There have been several reports of a positive relationship between ductal carcinoma in situ and family history of breast cancer (37, 38, 39) . The population-based family registry breast cancer data reported here show similar breast cancer familial rates in probands with ductal carcinoma in situ and with invasive breast cancer. Studies of lobular carcinoma in situ have been inconsistent (40) . In a 1980 study by Erdreich et al. (41) , none of 31 lobular carcinoma in situ patients reported a positive family history. The RR associated with family history of breast cancer was not statistically significant in the large population-based case-control study reported by Weiss et al. (38) in 1996. However, in 1972, Haagensen (42) had reported a higher frequency of mothers having a history of breast cancer in patients with lobular carcinoma in situ compared to patients with invasive breast cancer. Similarly, an increased frequency of sisters with breast cancer among women with lobular carcinoma in situ has been reported (43) . Using data from the Cancer and Steroid Hormone Study, Claus et al. (5) reported that patients with lobular carcinoma in situ were significantly more likely to have a mother and/or sister affected with breast cancer (23.3%) compared to patients with all other histological types (2.9–11.8%). Similar to these latter results, in our study, the relationship between family history and histology was strongest for lobular carcinoma in situ (42.9% versus 23.5% when compared to family history in probands of other in situ carcinomas). Although the proportion of probands with in situ carcinoma reporting a positive family history was higher than that of probands with invasive carcinoma, this difference was not statistically significant and may have been due to heightened surveillance or screening in those with a positive family history.

Conclusions.
Our study showed: (a) in non-Hispanic white breast cancer probands, RR of breast cancer in mothers and sisters was significantly elevated [RR = 1.7 (95% CI, 1.4–2.0) and 2.8 (95% CI, 2.3–3.3), respectively]; (b) in families of ovarian cancer probands, mothers were at increased risk of ovarian cancer (RR, 4.6; 95% CI, 2.1–8.7); (c) RR of breast cancer in mothers of Hispanic breast cancer probands was significantly elevated (RR, 4.9; 95% CI, 2.6–8.5); however, no elevation of breast or ovarian cancer risk was observed among relatives of Asian probands; (d) there was a decrease in RR among mothers and sisters with increase in age of onset of probands; and (e) in second-degree relatives and first cousins, the breast cancer hazards ratios increased with increase in the number of affected first-degree relatives and decreased with increase in age at onset of the proband.

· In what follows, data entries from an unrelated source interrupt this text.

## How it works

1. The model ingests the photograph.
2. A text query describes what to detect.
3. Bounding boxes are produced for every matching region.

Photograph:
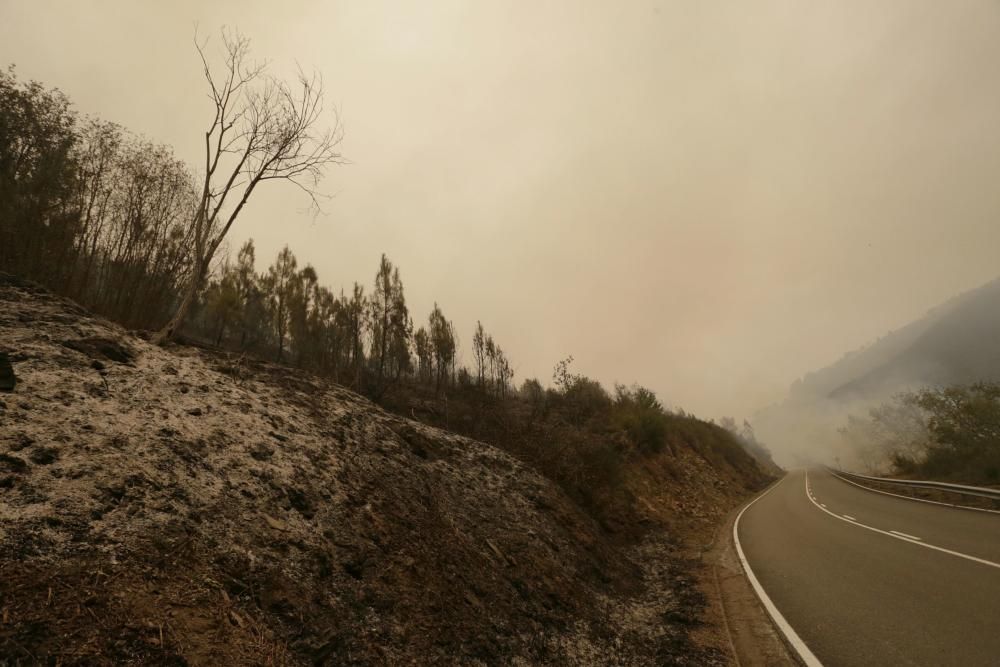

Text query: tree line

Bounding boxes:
[840,382,1000,484]
[0,60,514,398]
[0,58,772,520]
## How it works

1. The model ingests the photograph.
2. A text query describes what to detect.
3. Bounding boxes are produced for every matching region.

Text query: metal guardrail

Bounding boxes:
[824,466,1000,500]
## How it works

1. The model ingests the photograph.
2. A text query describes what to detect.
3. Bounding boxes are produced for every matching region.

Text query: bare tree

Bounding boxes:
[153,30,343,343]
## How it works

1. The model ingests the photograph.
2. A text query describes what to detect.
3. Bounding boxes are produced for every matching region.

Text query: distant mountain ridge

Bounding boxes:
[751,278,1000,467]
[790,278,1000,402]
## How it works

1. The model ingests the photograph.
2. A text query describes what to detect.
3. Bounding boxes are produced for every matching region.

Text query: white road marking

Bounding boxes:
[889,530,921,542]
[733,477,825,667]
[830,470,1000,514]
[804,470,1000,570]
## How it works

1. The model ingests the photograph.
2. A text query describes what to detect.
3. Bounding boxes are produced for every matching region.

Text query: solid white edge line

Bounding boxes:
[828,470,1000,514]
[889,530,920,540]
[806,470,1000,569]
[733,475,823,667]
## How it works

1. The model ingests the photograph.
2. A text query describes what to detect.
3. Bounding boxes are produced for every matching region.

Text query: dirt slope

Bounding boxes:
[0,274,764,665]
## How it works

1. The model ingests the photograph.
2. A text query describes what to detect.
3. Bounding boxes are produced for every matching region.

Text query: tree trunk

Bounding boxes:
[150,269,201,345]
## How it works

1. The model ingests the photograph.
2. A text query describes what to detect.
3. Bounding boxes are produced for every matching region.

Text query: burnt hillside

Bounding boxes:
[0,277,766,664]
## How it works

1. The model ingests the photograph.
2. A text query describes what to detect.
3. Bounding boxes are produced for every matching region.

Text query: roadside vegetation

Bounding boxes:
[0,69,769,530]
[841,382,1000,485]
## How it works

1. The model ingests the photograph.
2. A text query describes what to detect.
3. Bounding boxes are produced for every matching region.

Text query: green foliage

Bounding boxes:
[614,385,667,453]
[841,382,1000,484]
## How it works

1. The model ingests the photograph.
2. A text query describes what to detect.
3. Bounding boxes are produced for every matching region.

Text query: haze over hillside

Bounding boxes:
[0,0,1000,419]
[753,279,1000,464]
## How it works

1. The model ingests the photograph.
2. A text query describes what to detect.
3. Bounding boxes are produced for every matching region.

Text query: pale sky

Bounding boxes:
[0,0,1000,418]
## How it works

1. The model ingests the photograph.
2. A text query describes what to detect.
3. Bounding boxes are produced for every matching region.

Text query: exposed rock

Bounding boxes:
[0,280,764,665]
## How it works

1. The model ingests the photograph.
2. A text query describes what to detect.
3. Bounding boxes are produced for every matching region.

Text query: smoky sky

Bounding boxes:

The investment in this population-based family registry of breast and ovarian cancer will support further etiological studies of breast and ovarian cancer because of extensive characterization of patients and family members, validation of the familial risk, verification of tumors in families, and a biospecimen bank containing both DNA and RNA from blood samples and tumor tissue samples. Furthermore, the population-based family registry of breast and ovarian cancer will be ideal for programs in cancer prevention and control and genetic predisposition testing of BRCA1, BRCA2, and other breast cancer susceptibility genes.

	Acknowledgments

 
The cancer registry data were collected under subcontract 050K-8710 with the California Department of Health Services as part of its statewide cancer reporting program, mandated by the Health and Safety Code, Sections 103875 and 203885. We acknowledge the staff of the UCI Epidemiology Division for their assistance in data collection and data processing.

	Footnotes

 
The costs of publication of this article were defrayed in part by the payment of page charges. This article must therefore be hereby marked advertisement in accordance with 18 U.S.C. Section 1734 solely to indicate this fact.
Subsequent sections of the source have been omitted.